A pesar de sus compromisos e insuficiencias, la Agenda 2030 para el desarrollo sostenible le ofrece al movimiento de derechos humanos mucho con qué trabajar durante los próximos 15 años. Ciertamente, hay muchas razones para criticar los ODS desde una perspectiva de derechos humanos. En específico, los objetivos y las metas, en su mayoría, no llegan a utilizar un lenguaje explícito de derechos humanos. Además, los obstáculos estructurales urgentes para el desarrollo sostenible y el disfrute de los derechos humanos solamente se incluyen de manera poco sistemática y algo contradictoria (por ejemplo, el compromiso con el consumo y la producción sostenibles se encuentra junto a una exaltación continua del crecimiento económico).

Sin embargo, también es importante reconocer los grandes avances que se lograron en comparación con los Objetivos de Desarrollo del Milenio (ODM). Al evaluarlos de acuerdo con “la prueba de fuego de los derechos humanos” desarrollada por las agrupaciones de la sociedad civil, podemos declarar que se logró un éxito parcial en todas las categorías, y esto es más de lo que podríamos habernos atrevido a esperar cuando comenzó el proceso. Por fin tenemos una agenda global de desarrollo que abarca la desigualdad y el cambio climático; que reconoce que la gobernanza, la transparencia, las libertades políticas y el acceso a la justicia son cruciales para el desarrollo justo; y que se compromete a tomar medidas respecto a una amplia gama de temas de derechos de las mujeres, incluidos los derechos reproductivos y la salud sexual, y la violencia contra las mujeres. A pesar de que su enfoque hacia nuestro sistema económico actual no es lo suficientemente crítico, las metas de los ODS consagran compromisos innovadores e importantes en materia de recursos, particularmente en relación con la deuda, los impuestos progresivos, los flujos financieros ilícitos y el aumento de la representación de los países en vías de desarrollo en la gobernanza económica mundial. Mientras tanto, al margen de los compromisos de última hora, el acuerdo final aún tiene referencias importantes a los derechos humanos, incluido el reconocimiento en el preámbulo de que los ODS “buscan hacer realidad los derechos humanos de todos”.

De hecho, a pesar de sus compromisos e insuficiencias, la Agenda 2030 para el desarrollo sostenible le ofrece al movimiento de derechos humanos mucho con qué trabajar durante los próximos 15 años.
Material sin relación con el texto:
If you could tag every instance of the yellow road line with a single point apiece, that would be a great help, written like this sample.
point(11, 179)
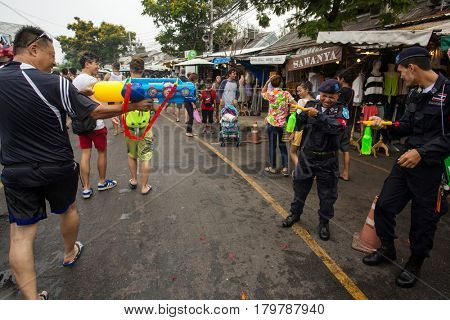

En su universalidad, su enfoque en la lucha contra las desigualdades y en “no dejar que nadie se quede atrás”, y el anclaje de la Declaración en los compromisos internacionales de derechos humanos, tiene el potencial para mejorar el disfrute de los derechos humanos en todo el mundo.

La verdadera prueba de fuego, por supuesto, será la puesta en práctica. Aquí, las grandes preguntas siguen sin respuesta. El acuerdo de Financiamiento para el Desarrollo celebrado en julio en Addis Abeba (en seguimiento del Consenso de Monterrey de 2002 y la Declaración de Doha de 2008) distó mucho de alcanzar los compromisos concretos y con plazos que se requieren para desatar un financiamiento equitativo, suficiente y responsable para el desarrollo sostenible, debido a las tácticas de evasión y de mano dura de los países ricos. Por otra parte, el marco previsto actualmente para el seguimiento y la revisión de la implementación de la agenda después de 2015 es impreciso y completamente voluntario. Por lo tanto, aún hay mucho trabajo duro por hacer a nivel nacional e internacional para liberar el potencial de los ODS como un vehículo para la rendición de cuentas y la realización de los derechos humanos. Pero el espacio se ha abierto, y está a punto de establecerse un marco integral de compromisos ganados con esfuerzo que se aplican a todos los países del mundo. El movimiento de derechos humanos y sus aliados en el ámbito del desarrollo deben comenzar a trabajar en serio para que no se pierda esta oportunidad histórica.